Quella statua è orrenda perché non esalta il corpo femminile, ma lo mortifica. Non esalta la forza delle braccia, delle gambe, ma ostenta un fondoschiena che sessualizza il pensiero. Provo orrore di fronte a quella schiera di uomini con la mano sul cuore di fronte a questa statua provocante, e che sì, accidenti, ha a che fare con la questione della violenza sulle donne. Dobbiamo dircelo senza paura, e dobbiamo anche dirlo a chi ha difficoltà a comprenderlo: una certa rappresentazione della donna ha sempre a che fare con la mentalità maschilista. Dopo le numerosissime polemiche, venute sia da uomini che da donne, l’artista si è giustificato con queste parole sul suo profilo Facebook “Sono allibito e sconfortato da quanto sto leggendo. Mi sono state rivolte accuse di ogni genere che nulla hanno a che vedere con la mia persona e la mia storia. Quando realizzo una scultura tendo sempre a coprire il meno possibile il corpo umano, a prescindere dal sesso. Nel caso della Spigolatrice, poiché andava posizionata sul lungomare, ho “approfittato” della brezza marina che la investe per dare movimento alla lunga gonna, e mettere così in evidenza il corpo.
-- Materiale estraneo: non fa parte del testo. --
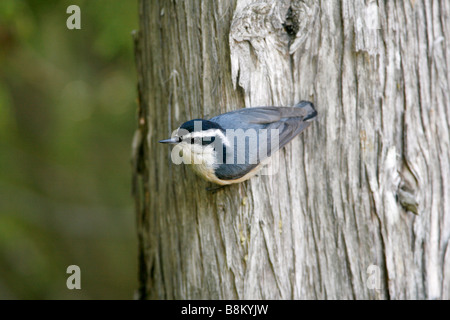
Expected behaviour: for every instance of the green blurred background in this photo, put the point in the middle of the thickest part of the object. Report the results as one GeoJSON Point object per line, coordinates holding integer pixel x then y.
{"type": "Point", "coordinates": [67, 117]}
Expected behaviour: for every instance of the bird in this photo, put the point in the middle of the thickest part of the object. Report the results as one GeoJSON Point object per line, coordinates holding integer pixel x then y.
{"type": "Point", "coordinates": [232, 147]}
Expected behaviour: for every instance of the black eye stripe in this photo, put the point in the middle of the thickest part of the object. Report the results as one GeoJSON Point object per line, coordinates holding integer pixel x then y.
{"type": "Point", "coordinates": [204, 141]}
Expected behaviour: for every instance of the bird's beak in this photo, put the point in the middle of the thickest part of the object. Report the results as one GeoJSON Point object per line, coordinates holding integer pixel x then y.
{"type": "Point", "coordinates": [171, 141]}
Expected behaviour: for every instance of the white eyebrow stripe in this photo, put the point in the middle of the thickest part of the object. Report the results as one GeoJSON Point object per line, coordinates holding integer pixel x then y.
{"type": "Point", "coordinates": [208, 133]}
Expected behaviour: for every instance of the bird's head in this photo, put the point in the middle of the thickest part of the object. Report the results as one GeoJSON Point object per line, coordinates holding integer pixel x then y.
{"type": "Point", "coordinates": [197, 139]}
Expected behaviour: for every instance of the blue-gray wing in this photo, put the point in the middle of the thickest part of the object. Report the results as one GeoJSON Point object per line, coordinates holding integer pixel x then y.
{"type": "Point", "coordinates": [268, 129]}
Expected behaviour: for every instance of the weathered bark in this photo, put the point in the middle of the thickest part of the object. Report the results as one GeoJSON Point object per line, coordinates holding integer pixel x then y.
{"type": "Point", "coordinates": [368, 184]}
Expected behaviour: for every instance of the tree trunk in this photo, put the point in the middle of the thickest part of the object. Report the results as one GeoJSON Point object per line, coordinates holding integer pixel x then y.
{"type": "Point", "coordinates": [360, 206]}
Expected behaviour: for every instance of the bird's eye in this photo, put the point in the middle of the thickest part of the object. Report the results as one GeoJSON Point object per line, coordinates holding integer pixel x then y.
{"type": "Point", "coordinates": [208, 141]}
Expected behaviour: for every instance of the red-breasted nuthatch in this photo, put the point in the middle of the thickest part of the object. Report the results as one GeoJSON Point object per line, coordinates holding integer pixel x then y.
{"type": "Point", "coordinates": [231, 148]}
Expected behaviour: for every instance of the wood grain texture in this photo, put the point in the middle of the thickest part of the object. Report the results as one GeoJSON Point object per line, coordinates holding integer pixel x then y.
{"type": "Point", "coordinates": [368, 184]}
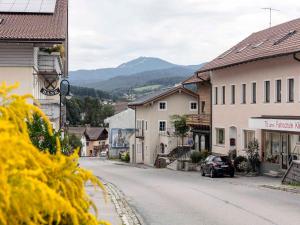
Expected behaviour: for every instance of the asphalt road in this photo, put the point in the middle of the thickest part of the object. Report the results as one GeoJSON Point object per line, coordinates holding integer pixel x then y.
{"type": "Point", "coordinates": [165, 197]}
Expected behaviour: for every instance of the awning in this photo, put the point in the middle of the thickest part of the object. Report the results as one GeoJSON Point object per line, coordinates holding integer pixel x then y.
{"type": "Point", "coordinates": [280, 123]}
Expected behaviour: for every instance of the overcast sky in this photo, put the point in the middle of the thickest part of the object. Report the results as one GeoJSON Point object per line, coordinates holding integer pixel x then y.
{"type": "Point", "coordinates": [106, 33]}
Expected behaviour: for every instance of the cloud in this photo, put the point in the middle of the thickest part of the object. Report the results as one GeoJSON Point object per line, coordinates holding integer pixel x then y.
{"type": "Point", "coordinates": [107, 33]}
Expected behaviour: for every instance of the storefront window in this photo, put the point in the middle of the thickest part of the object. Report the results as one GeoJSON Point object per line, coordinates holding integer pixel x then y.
{"type": "Point", "coordinates": [272, 147]}
{"type": "Point", "coordinates": [249, 135]}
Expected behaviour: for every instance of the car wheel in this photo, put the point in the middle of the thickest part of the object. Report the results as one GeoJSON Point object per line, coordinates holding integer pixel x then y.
{"type": "Point", "coordinates": [202, 172]}
{"type": "Point", "coordinates": [212, 173]}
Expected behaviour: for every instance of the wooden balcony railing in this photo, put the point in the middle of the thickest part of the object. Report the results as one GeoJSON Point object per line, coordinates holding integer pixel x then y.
{"type": "Point", "coordinates": [202, 119]}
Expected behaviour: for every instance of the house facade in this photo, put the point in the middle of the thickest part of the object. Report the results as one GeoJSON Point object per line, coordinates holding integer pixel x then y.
{"type": "Point", "coordinates": [154, 130]}
{"type": "Point", "coordinates": [121, 132]}
{"type": "Point", "coordinates": [96, 140]}
{"type": "Point", "coordinates": [34, 51]}
{"type": "Point", "coordinates": [255, 95]}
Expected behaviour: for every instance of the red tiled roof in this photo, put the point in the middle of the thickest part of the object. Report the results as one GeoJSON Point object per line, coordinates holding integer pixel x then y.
{"type": "Point", "coordinates": [196, 78]}
{"type": "Point", "coordinates": [35, 26]}
{"type": "Point", "coordinates": [267, 49]}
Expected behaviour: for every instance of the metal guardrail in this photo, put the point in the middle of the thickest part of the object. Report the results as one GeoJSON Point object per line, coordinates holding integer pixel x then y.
{"type": "Point", "coordinates": [198, 119]}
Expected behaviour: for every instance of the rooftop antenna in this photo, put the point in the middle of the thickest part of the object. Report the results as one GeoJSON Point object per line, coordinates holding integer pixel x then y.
{"type": "Point", "coordinates": [270, 11]}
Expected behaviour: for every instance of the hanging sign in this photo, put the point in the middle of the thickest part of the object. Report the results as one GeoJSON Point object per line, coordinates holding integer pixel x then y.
{"type": "Point", "coordinates": [275, 124]}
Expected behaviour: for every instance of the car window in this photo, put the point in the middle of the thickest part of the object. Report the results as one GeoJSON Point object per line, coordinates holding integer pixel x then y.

Questo per sottolineare una anatomia che non doveva essere un’istantanea fedele di una contadina dell’800, bensì rappresentare un ideale di donna, evocarne la fierezza, il risveglio di una coscienza, il tutto in un attimo di grande pathos.” Insomma, idealmente una donna fiera è una signorina che sfoggia con fierezza un bel fondoschiena in una giornata di vento. Che tristezza pensare che questa non solo è l’idea di bellezza femminile descritta da un uomo, ma che addirittura abbia a che fare con il risveglio della coscienza. Per me la fierezza è un’altra cosa e non la si racconta certo con la procacità in bella vista. Immaginate una statua del milite ignoto o del partigiano morto per la libertà con delle chiappe marmoree che sfoggia con onore, o il membro grande e forte in evidente mostra. Non esistono statue del genere. Fatela piuttosto nuda, con un fascio di spighe in mano, questa spigolatrice, come una divinità greca, come un ignudo Nettuno su una fontana, affinché si possa parlare di bellezza ideale. Questa spigolatrice non mi piace perché non racconta la verità, e non è nemmeno un’ideale, non è una storia e nemmeno una leggenda. A me pare piuttosto la rappresentazione di ciò che una donna italiana dovrebbe essere, nella testa di chi l’ha concepita: bella, provocante, civettuola. In questo caso la cattiveria non è affatto negli occhi di chi guarda. Il problema è invece negli occhi di chi ha sempre guardato le donne in un determinato modo, e così le ha dipinte, narrate, scolpite. Una donna è molto, molto più di questo. Forse lo scultore non è stato abbastanza attento, o forse -speriamo- è solo che ha visto troppi film americani.